Let’s begin with a quick lesson on how we use fuel (carbs and fats) for various exercise intensities.
The lower the intensity of the exercise we are participating in, the more fat we use, not in an absolute sense, but as a ratio. I will explain what that means in a moment. The higher the intensity of our exercise, the more glucose (carbs) we tend to use. The reason for this difference in fuel use is as follows. When you are sleeping, you burn a higher percentage of fat than while doing any other activity.
You may be asking why you don’t have 6-pack abs if this is true. The reason is that while rest states burn the highest percentage of fat, the total energy burn is so low that the resulting fat burn is minimal.
This energy usage principle is where the “fat-burning zone” concept came from, along with our obsession with steady-state cardio.
The truth is that both (HIIT and Steady State Cardio) are not ideal modes of peak fat burning.
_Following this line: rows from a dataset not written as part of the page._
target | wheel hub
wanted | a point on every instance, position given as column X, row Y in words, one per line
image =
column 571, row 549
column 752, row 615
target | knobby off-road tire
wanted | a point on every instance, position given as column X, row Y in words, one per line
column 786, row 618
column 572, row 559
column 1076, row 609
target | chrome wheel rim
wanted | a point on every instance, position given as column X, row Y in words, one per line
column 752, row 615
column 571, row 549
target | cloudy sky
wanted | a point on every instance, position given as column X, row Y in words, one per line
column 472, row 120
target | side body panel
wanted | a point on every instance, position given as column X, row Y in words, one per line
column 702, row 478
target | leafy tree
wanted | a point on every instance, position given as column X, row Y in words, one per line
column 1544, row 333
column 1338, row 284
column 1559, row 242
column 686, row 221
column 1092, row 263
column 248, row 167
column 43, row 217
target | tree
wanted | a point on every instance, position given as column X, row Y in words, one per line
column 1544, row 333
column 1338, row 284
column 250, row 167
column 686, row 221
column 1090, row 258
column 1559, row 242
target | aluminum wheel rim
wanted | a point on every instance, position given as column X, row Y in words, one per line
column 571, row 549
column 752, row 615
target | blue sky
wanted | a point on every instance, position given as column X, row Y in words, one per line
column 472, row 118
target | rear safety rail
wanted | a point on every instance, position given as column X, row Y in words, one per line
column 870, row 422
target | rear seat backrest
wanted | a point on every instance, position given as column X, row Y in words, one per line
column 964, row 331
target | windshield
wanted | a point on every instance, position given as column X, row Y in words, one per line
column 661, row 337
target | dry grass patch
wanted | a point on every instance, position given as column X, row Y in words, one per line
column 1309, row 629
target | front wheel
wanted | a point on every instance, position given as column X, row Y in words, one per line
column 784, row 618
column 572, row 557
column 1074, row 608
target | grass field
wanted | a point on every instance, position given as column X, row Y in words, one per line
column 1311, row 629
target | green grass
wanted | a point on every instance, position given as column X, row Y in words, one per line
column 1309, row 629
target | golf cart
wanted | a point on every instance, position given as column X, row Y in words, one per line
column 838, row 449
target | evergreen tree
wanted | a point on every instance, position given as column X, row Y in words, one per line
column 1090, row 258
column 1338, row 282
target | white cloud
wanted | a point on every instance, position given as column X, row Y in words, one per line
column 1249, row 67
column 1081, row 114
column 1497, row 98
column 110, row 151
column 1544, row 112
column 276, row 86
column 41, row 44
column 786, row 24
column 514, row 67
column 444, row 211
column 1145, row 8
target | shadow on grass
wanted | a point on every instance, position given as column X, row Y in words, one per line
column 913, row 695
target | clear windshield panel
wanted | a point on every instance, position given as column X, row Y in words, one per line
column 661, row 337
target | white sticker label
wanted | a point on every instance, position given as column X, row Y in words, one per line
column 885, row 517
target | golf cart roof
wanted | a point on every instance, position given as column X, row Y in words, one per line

To burn the most significant amount of body fat during exercise, you need to hit the sweet spot in both intensities and staying below the threshold that turns off your ‘fat-burning system.’ For most people, this is between zones two and three, or around 70% of your maximum effort. To put this into terms that make sense, I am referring to uncomfortable but sustainable exercise. If you can talk comfortably while exercising, you’re not working hard enough, but if you can’t sustain your exercise for more than a few minutes at a time, you may be going too hard.
Examples of exercise modes that hit these ‘zones’ are weightlifting with shorter breaks (45-60 seconds) between sets or very short, intense bouts of exercise with more extended rest periods (i.e., 15 seconds of max work followed by a full minute of rest). The latter of those two examples may sound like traditional HIIT, but in my experience, most coaches teach HIIT classes with bouts of exercise that are too long with rest periods that are too short.
Your heart rate will always fluctuate as you exercise, but you want to settle on an average between zones two and three in the waves of intensity.
Calories Still Matter
That isn’t to say that there isn’t a place for HIIT exercise. HIIT has a variety of unique and helpful benefits that give the mode of exercise significant value. The main reason why HIIT is so addictive to people is because of the endorphin rush and high level of satisfaction that comes from kicking your own ass. But if HIIT is the only type of activity you do, or if you do too much of it, you will suffer.
If a person can exercise 4-5 days per week, one to two of those sessions should be HIIT sessions, and the balance should be strength training with shorter rest periods. The balance should go to low-intensity recovery exercises like zone one biking, walking, swimming, and mobility-based exercise. I make this suggestion while assuming that fat loss (not absolute strength) is your primary goal.
Additionally, there is the issue of over-exercising, under-recovering, and the ‘rejection’ of weight loss that often comes with overdoing HIIT, but that is a conversation for another day.
In the end, you need to vary your exercise to get well-rounded benefits and exercise that you can do more consistently with greater recovery will serve your body better than exercise that runs you into the ground each session.
If your primary goal is psychological well-being and the sense of satisfaction that comes with hard work, keep doing HIIT. Do it every day if you like. But if your ultimate goal is to burn the most generous amount of fat over a long-term period, you’d better start mixing it up.